Bulgaria’s coastal flood disaster: Pledges and political sniping

There are sufficient amounts in the disasters and accidents fund to cover repairs following the floods that hit Bulgaria’s southern Black Sea coast on Tuesday, Finance Minister Assen Vassilev told reporters on September 7.

“According to preliminary estimates that we are currently receiving, there are 12 bridges that need to be repaired, in addition to other damages, for about 20-30 million leva,” Vassilev said.

“At the moment, the available funding is more than 60 million leva in the fund for disasters and accidents,” he said.

Vassilev said that as soon as details of the damage were clear, an Interior Ministry committee would meet and funds would be allocated on an emergency basis.

“Already last year, we tasked the district governors with checking where there are uncleaned riverbeds. The preliminary information they submitted is about more than 250 sections.”

Deputy Interior Minister Stoyan Temelakiev said that the process of establishing the damage from the disaster is underway.

“The committee is ready and working to examine all the data with specific amounts of damage – so that the committee can meet, examine everything and repair the damage. The state has done what is necessary to secure this funding,” Temelakiev said.

The Defence Ministry said on September 7 that army engineering corps personnel were currently inspecting and assessing the damage to three bridge facilities in the areas affected by the large floods on September 5.

Estimates are being made for the construction of a bridge connecting the central part of Tsarevo with the Vasiliko district. After the inspections and analyzes are completed, a decision will be made with the mayor of Tsarevo municipality and representatives of the Road Infrastructure Agency to take the relevant actions, the Defence Ministry said.

“From the first day of the disaster, the Bulgarian army was ready to provide support both with personnel and with high-terrain vehicles for the evacuation of people in distress, delivery of basic necessities and water to those in need, transport of various cargoes. Representatives of the Armed Forces are participating in the meetings of the crisis staff,” the ministry said.

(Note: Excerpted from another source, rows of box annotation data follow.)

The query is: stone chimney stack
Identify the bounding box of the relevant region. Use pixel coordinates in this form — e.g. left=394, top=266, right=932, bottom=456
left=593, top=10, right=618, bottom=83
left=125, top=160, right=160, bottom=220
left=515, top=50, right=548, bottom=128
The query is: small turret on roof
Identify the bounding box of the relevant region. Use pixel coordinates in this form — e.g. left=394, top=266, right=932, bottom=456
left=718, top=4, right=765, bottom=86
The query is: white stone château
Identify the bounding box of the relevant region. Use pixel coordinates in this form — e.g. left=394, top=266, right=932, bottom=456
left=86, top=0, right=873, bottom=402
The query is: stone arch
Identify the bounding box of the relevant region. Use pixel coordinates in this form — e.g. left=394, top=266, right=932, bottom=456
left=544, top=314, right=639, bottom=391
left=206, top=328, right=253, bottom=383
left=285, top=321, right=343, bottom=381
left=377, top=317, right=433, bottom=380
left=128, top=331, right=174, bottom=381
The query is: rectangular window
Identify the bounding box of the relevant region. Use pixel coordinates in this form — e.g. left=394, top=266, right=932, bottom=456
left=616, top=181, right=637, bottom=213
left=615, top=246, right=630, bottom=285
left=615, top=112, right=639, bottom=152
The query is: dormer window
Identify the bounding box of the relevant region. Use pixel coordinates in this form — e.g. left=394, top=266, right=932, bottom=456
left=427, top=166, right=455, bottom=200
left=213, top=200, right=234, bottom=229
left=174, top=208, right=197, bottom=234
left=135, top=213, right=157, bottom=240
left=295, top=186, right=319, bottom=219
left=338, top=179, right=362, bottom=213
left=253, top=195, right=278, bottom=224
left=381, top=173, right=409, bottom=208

A European Commission spokesperson said on September 7 that Bulgaria had requested help from the Copernicus satellite system, from which the EC was providing images of the Bourgas area.

So far, Bulgaria had not requested the activation of the EU Civil Protection Mechanism in response to the floods in Tsarevo, the spokesperson said.

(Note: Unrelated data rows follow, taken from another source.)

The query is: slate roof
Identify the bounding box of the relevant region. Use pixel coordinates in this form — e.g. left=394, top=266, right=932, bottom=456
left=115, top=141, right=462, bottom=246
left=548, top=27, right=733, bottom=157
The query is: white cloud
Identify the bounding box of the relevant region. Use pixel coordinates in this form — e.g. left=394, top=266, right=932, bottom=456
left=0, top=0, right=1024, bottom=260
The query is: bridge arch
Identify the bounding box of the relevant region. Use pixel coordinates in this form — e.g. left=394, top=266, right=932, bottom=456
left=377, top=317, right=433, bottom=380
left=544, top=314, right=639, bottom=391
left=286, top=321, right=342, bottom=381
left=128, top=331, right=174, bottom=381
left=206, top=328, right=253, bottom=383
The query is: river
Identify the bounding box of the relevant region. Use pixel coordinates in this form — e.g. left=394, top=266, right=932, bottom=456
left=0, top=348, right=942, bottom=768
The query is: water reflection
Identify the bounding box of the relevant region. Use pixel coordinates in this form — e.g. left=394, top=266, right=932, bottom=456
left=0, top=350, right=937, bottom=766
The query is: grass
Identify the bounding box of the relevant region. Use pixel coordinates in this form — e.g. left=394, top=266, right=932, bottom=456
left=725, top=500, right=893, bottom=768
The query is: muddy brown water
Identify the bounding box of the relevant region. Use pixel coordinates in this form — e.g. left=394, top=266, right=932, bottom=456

Should Bulgaria activate the mechanism, everything possible will be done to react as quickly as possible and that this could be done within a few hours, he said.

In Parliament, minority parties seized on the floods to criticise the government, with pro-Kremlin Vuzrazhdane party leader Kostadin Kostadinov citing Bulgaria’s donation of – decades-old and never-used – police armoured personnel carriers to Ukraine. “We said that this equipment is important to us,” Kostadinov said.

The armoured personnel carriers were acquired decades ago by the communist regime of Bulgaria of the time to quell riots.

Kornelia Ninova, leader of the Bulgarian Socialist Party, the second-smallest group in Parliament, said – referring to the heavy rainfall that deluged the southern coast on Tuesday: “Three hundred and thirty litres a square metre is an objective reason, but there are also many subjective ones. Above all corruption.”

The parliamentary leader of the National Assembly’s largest group, Dessislava Atanassova of GERB-UDF, said that Ninova was criticising herself, having been a deputy prime minister.

“To speculate politically when a day of mourning has been declared in populated areas in Bulgaria is unacceptable to me,” Atanassova said.

The presidency, which near-daily hits out that pro-Western government that was elected into office in Bulgaria in June, also exploited the disaster, with vice president Iliana Yotova saying on September 6: “I strongly hope that this is not another case where people suffer because of government negligence”.